А все застольные рассказы Зиновия Ефимовича Гердта я немедленно записываю на салфетке, чтобы, не дай Господи, не забыть эти благоуханные байки. Про его тещу, в частности, с которой был он очень дружен и которая была, по всей видимости, очень чистым и наивным человеком. Как-то раз из Америки привез Зиновий Ефимович снимок с забавного объявления, висевшего в каком-то городке в аптеке: «Чтобы приобрести цианистый калий, недостаточно показать фотографию тещи, нужен еще рецепт». На первой же дружеской пьянке в честь возвращения показал он этот снимок всем гостям, и все засмеялись, а теща негромко спросила:

— Зямочка, неужели она была таким плохим человеком, что он решил отрешиться?
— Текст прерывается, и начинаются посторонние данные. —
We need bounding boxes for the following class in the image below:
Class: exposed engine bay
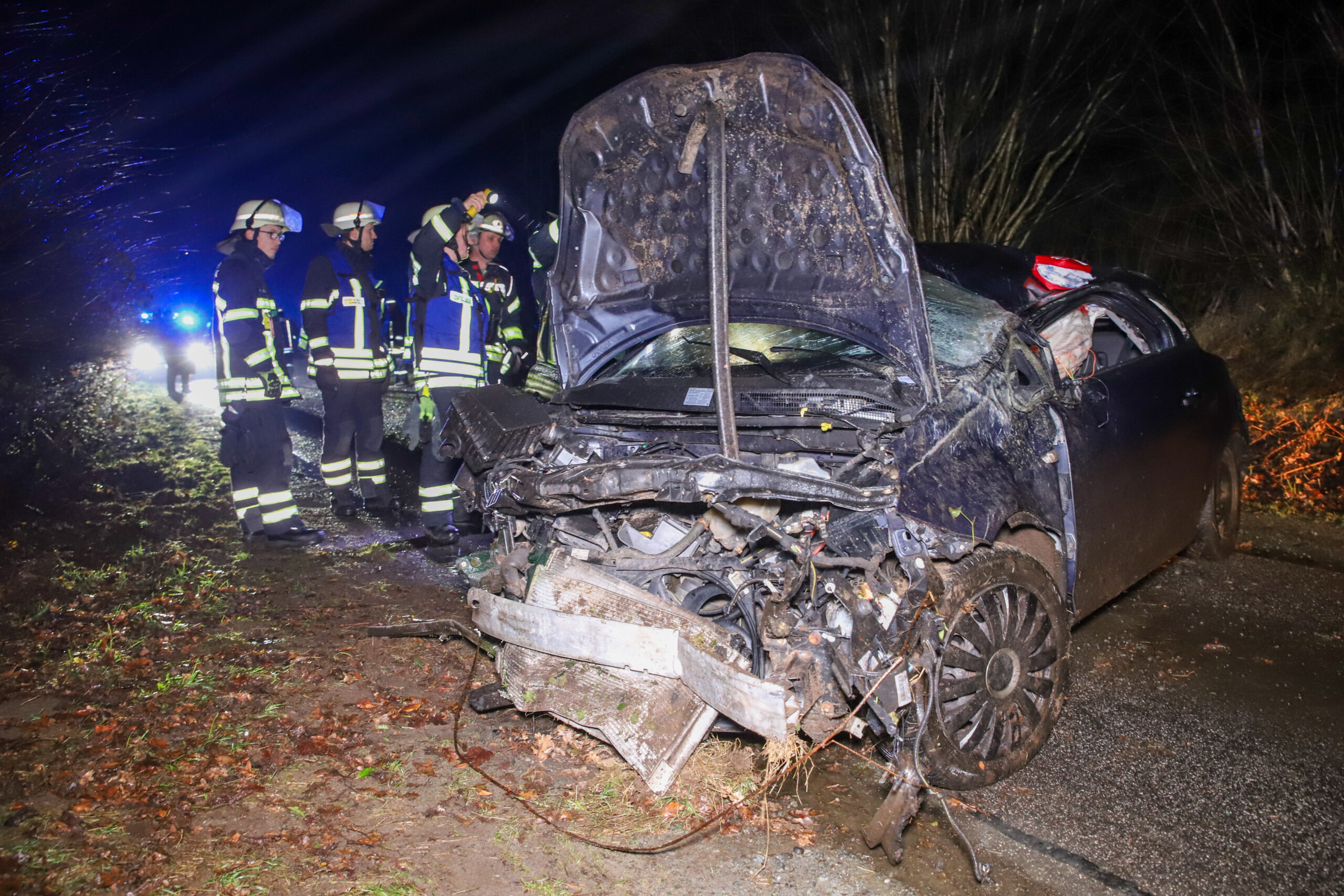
[445,387,1067,860]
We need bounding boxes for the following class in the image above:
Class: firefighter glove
[500,345,527,373]
[262,371,281,398]
[313,364,340,388]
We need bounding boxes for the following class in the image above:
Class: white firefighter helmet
[228,199,304,234]
[322,199,387,236]
[466,211,513,240]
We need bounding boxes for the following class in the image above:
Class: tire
[915,548,1070,790]
[1186,445,1242,560]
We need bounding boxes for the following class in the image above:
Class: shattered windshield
[919,273,1016,368]
[593,324,914,383]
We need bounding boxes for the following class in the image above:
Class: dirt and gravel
[0,371,1344,896]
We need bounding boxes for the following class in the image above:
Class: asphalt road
[275,373,1344,896]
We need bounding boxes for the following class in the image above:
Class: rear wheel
[918,548,1070,790]
[1188,445,1242,560]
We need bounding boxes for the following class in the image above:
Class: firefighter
[411,191,489,545]
[300,200,401,517]
[523,220,561,400]
[212,199,324,547]
[463,212,527,383]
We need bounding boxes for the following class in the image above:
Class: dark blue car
[445,54,1245,860]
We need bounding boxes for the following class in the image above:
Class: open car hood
[547,52,937,402]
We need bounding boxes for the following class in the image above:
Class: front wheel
[917,548,1070,790]
[1186,445,1242,560]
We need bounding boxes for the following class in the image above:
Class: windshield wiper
[770,345,897,383]
[681,339,793,387]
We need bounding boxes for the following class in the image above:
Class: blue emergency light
[173,310,200,331]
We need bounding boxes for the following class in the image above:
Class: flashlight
[466,187,501,215]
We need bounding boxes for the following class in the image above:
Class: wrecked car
[442,54,1245,861]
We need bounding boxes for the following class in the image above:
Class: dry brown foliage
[1243,394,1344,513]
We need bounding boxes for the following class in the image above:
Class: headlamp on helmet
[466,212,513,242]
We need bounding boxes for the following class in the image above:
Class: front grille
[737,389,897,423]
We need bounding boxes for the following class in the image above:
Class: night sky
[92,0,811,322]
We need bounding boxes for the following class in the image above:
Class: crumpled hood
[548,54,937,400]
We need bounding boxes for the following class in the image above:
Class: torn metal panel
[468,551,797,787]
[468,588,681,678]
[499,645,719,794]
[481,454,899,513]
[547,54,938,402]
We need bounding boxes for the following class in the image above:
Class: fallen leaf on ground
[463,747,495,766]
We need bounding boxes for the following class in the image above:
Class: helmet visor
[356,199,387,224]
[281,199,304,234]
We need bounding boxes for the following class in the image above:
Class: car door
[1034,293,1211,618]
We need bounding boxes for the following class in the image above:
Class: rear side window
[1032,290,1185,379]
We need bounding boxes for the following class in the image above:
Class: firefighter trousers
[421,385,466,528]
[322,379,388,504]
[219,399,304,535]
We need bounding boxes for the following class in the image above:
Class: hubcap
[985,648,1022,700]
[937,584,1060,761]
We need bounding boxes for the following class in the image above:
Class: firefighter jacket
[211,239,298,404]
[411,203,490,388]
[413,255,490,388]
[463,259,527,364]
[523,220,561,400]
[300,240,388,380]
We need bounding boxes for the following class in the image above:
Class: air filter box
[826,511,891,557]
[442,385,551,473]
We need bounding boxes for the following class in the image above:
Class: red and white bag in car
[1024,255,1093,293]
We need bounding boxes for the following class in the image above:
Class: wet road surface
[275,373,1344,896]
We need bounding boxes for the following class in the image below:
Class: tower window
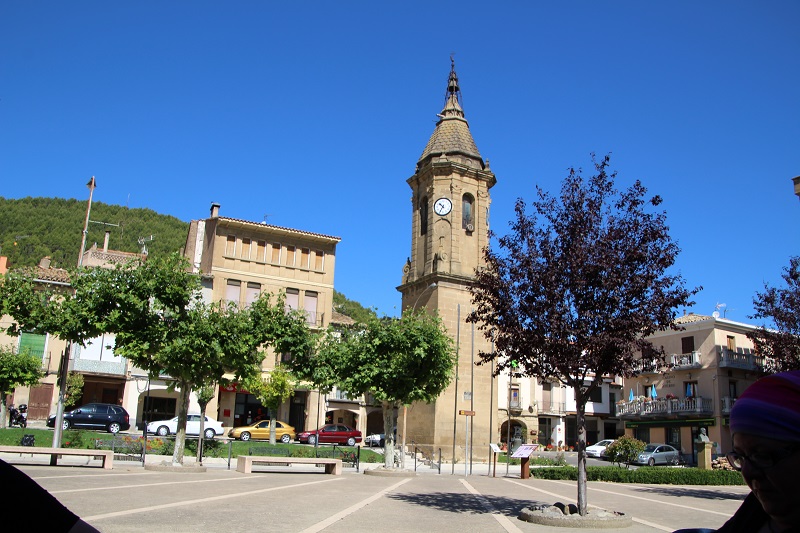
[461,194,475,231]
[419,196,428,235]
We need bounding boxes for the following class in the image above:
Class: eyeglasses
[725,446,800,470]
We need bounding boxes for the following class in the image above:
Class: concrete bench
[0,446,114,470]
[236,455,342,476]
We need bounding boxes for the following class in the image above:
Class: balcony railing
[717,346,764,371]
[69,357,128,376]
[617,397,714,417]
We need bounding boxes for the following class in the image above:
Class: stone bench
[0,446,114,470]
[236,455,342,476]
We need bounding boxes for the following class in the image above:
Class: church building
[397,60,506,463]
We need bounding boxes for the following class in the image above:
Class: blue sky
[0,0,800,322]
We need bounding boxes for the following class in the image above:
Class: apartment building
[0,237,143,420]
[180,203,342,429]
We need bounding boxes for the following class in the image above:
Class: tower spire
[417,56,485,169]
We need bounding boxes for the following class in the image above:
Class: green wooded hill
[0,197,189,268]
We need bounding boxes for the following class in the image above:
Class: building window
[225,279,242,305]
[314,250,325,272]
[225,235,236,257]
[589,387,603,403]
[244,282,261,307]
[681,337,694,353]
[728,335,736,353]
[286,289,300,310]
[509,385,520,409]
[419,196,428,235]
[461,194,475,231]
[270,242,281,265]
[303,291,318,326]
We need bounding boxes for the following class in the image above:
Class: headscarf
[730,370,800,442]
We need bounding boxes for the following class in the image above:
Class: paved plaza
[3,454,748,533]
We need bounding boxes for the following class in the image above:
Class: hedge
[531,466,745,485]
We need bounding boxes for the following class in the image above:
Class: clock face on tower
[433,198,453,217]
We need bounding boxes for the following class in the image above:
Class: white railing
[617,397,713,416]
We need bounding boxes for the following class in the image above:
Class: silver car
[634,444,681,466]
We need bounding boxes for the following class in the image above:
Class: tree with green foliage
[243,366,294,444]
[747,257,800,372]
[606,435,646,468]
[467,156,699,515]
[291,310,455,468]
[64,372,83,409]
[0,346,44,429]
[80,254,311,464]
[0,269,108,446]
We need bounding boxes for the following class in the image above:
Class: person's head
[728,371,800,527]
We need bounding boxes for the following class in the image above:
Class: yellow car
[228,420,295,444]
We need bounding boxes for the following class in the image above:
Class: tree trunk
[381,401,395,468]
[172,383,190,465]
[576,385,588,516]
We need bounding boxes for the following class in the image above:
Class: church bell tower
[397,58,498,462]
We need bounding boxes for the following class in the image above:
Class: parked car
[228,420,297,444]
[364,433,386,448]
[147,414,224,439]
[586,439,614,459]
[47,403,131,433]
[633,444,680,466]
[297,424,361,446]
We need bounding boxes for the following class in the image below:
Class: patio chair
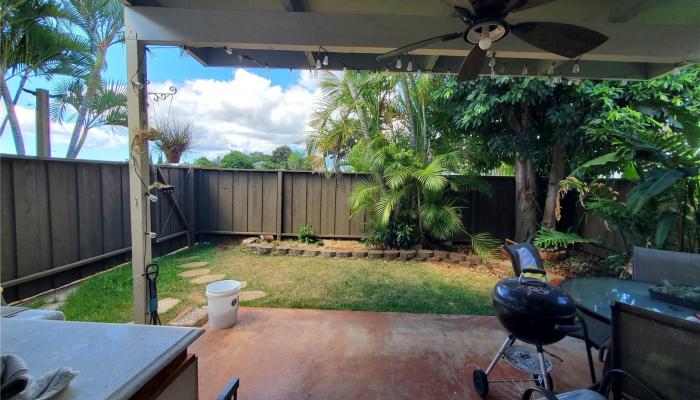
[632,247,700,286]
[216,376,240,400]
[522,303,700,400]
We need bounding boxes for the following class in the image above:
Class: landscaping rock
[399,250,416,260]
[241,237,258,246]
[179,261,209,268]
[384,250,399,260]
[158,297,180,314]
[258,246,272,254]
[190,274,226,285]
[238,290,267,301]
[465,256,481,266]
[178,269,210,278]
[433,250,450,258]
[449,251,467,262]
[416,250,433,260]
[367,250,384,258]
[168,307,209,328]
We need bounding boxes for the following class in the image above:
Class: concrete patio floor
[190,307,590,400]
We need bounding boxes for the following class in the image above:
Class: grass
[62,242,497,322]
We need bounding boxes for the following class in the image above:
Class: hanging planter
[152,118,192,164]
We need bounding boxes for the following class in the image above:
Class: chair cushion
[557,389,607,400]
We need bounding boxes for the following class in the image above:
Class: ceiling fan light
[479,26,493,50]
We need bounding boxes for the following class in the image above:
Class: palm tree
[49,79,127,155]
[63,0,124,158]
[0,0,85,154]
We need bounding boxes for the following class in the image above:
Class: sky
[0,45,320,162]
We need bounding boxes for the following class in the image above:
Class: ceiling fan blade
[377,32,462,63]
[504,0,556,13]
[457,46,486,82]
[510,22,608,58]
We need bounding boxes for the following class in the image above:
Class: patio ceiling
[125,0,700,79]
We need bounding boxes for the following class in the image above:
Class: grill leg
[537,345,552,390]
[486,335,515,376]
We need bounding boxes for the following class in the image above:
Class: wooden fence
[0,156,515,301]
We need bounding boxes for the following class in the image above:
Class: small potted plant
[533,226,597,261]
[151,117,192,164]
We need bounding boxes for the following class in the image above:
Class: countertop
[0,318,204,400]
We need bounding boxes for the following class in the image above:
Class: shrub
[361,221,415,249]
[533,226,597,249]
[297,225,323,246]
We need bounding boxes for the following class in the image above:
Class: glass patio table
[560,277,698,320]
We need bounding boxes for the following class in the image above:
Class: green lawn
[61,242,497,322]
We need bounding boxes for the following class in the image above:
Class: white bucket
[206,280,241,329]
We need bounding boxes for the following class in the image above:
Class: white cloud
[149,69,320,157]
[0,69,321,159]
[0,105,129,157]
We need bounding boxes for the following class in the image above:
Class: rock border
[244,243,481,267]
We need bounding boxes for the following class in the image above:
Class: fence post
[277,169,284,240]
[185,166,197,247]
А постепенно появлялись байки и совсем свои. Мой первый негритянский роман я написал о народовольце Николае Морозове. Мне заказал эту работу мой приятель Марк Поповский, сам он в это время тайно писал книгу о хирурге и священнике Воино-Ясенецком, собирая воспоминания старых лагерников. Марк не только безупречно выполнил наш устный договор не менять в написанной мной книге ни единого слова, но пошел еще к директору издательства и попросил означить мое имя на обложке. Дескать, я активно помогал ему при сборе материалов, так что я — естественный соавтор. И директор замечательно ему ответил.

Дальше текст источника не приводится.